Pengesahan RKHUP menjadi undang-undang (UU) oleh Dewan Perwakilan Rakyat (DPR) menandakan Indonesia memasuki era tirani dan pembungkaman suara rakyat.
“Selamat datang era pembungkaman, era tirani yang makin represif. Penjajahan baru, bukan oleh Belanda, tapi rakyat dijajah oleh bangsanya sendir,” kata Ketua Umum LBH Lex Sharia Pacta Sunt Servanda (LESPASS) Ahmad Khozinudin kepada redaksi www.suaranasional.com, Selasa (6/12/2022).
Mahkamah Konstitusi (MK) kemungkinan besar akan menolak Judicial Review (JR) KUHP sebagaimana UU IKN. “Yang tidak sependapat silahkan ke MK. Sesampainya di MK, nantinya MK menyatakan rakyat tidak memiliki legal standing. Lalu maunya apa?” tanya Khozinudin.
Ketentuan pidana dalam pasal 218 RKUHP yang mengatur tentang penghinaan terhadap Presiden. Solusinya sederhana: Hapus pasal ini.
“Juga soal Pasal penghinaan lembaga Negara. Solusinya ya cukup menghapus ketentuan Pasal 349. Kritik kriminalisasi dan pembungkaman demonstrasi, solusinya tinggal menghapus Pasal 256,” paparnya.

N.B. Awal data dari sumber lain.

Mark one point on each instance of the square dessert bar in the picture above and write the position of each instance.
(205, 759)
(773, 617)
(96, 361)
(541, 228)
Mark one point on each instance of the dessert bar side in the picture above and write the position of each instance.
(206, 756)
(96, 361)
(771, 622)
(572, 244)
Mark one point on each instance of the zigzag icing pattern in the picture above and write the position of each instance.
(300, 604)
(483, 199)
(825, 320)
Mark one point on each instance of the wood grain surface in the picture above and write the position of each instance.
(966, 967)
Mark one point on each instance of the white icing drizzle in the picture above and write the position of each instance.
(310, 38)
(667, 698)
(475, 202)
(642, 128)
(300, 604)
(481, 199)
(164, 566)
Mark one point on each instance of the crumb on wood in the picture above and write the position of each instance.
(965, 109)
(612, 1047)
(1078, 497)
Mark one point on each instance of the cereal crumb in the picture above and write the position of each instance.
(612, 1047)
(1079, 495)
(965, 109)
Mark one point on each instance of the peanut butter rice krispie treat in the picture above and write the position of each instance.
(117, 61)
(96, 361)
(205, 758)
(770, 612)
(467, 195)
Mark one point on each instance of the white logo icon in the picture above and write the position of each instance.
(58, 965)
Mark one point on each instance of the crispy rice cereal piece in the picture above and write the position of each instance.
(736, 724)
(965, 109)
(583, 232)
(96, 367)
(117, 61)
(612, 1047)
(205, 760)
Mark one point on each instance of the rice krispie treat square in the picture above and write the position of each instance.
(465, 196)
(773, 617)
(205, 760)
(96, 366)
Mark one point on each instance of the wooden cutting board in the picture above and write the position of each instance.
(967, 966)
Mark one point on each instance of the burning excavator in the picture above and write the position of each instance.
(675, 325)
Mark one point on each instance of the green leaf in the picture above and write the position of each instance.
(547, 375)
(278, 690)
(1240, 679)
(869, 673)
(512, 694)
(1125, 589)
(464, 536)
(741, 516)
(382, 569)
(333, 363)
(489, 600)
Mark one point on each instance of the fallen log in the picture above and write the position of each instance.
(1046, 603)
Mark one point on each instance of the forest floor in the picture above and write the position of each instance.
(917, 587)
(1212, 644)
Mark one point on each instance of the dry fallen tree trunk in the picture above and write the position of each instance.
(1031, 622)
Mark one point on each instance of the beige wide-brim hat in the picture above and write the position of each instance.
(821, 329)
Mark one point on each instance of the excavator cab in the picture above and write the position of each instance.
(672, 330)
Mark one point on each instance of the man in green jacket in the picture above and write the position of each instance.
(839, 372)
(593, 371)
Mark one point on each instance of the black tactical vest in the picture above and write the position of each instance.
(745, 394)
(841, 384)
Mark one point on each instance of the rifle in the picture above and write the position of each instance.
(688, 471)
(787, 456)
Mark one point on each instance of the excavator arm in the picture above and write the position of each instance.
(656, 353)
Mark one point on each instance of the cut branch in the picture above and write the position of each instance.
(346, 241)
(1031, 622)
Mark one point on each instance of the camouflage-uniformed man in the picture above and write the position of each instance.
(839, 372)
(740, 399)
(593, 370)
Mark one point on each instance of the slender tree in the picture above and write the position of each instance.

Belum lagi Pidana penyebaran paham yang bertentangan dengan Pancasila, yang diatur dalam Pasal 188 ayat (1):
“Setiap orang yang menyebarkan atau mengembangkan ajaran komunisme/marxisme-leninisme atau paham lain yang bertentangan dengan Pancasila di muka umum dengan lisan atau tulisan termasuk menyebarkan atau mengembangkan melalui media apa pun, dipidana dengan pidana penjara paling lama 4 (empat) tahun.”
“Pasal 188 ayat 1 ini sangat subjektif. Tafsirnya akan sangat tergantung kehendak kekuasaan. Kalau ditanya apa solusinya? ya hapus saja, atau buat norma pasal yang lebih limitatif,” paparnya.
Selain itu, Khozinudin mengatakan, Pemerintah dan DPR digaji untuk melahirkan solusi. Bukan malah menambah masalah dan beban rakyat.
Sebut saja, ketika Pemerintah dan DPR melegislasi UU Cipta Kerja, UU Minerba hingga UU KPK, bukannya menjadi solusi malah menjadi masalah bagi rakyat. UU tersebut ditolak bahkan memakan korban rakyat (pendemo).
“Rakyat fokus mengkritik, karena UU tersebut akan diterapkan kepada rakyat. Rakyat adalah objek penerapan UU, sehingga rakyat berhak mengkritik,” pungkasnya.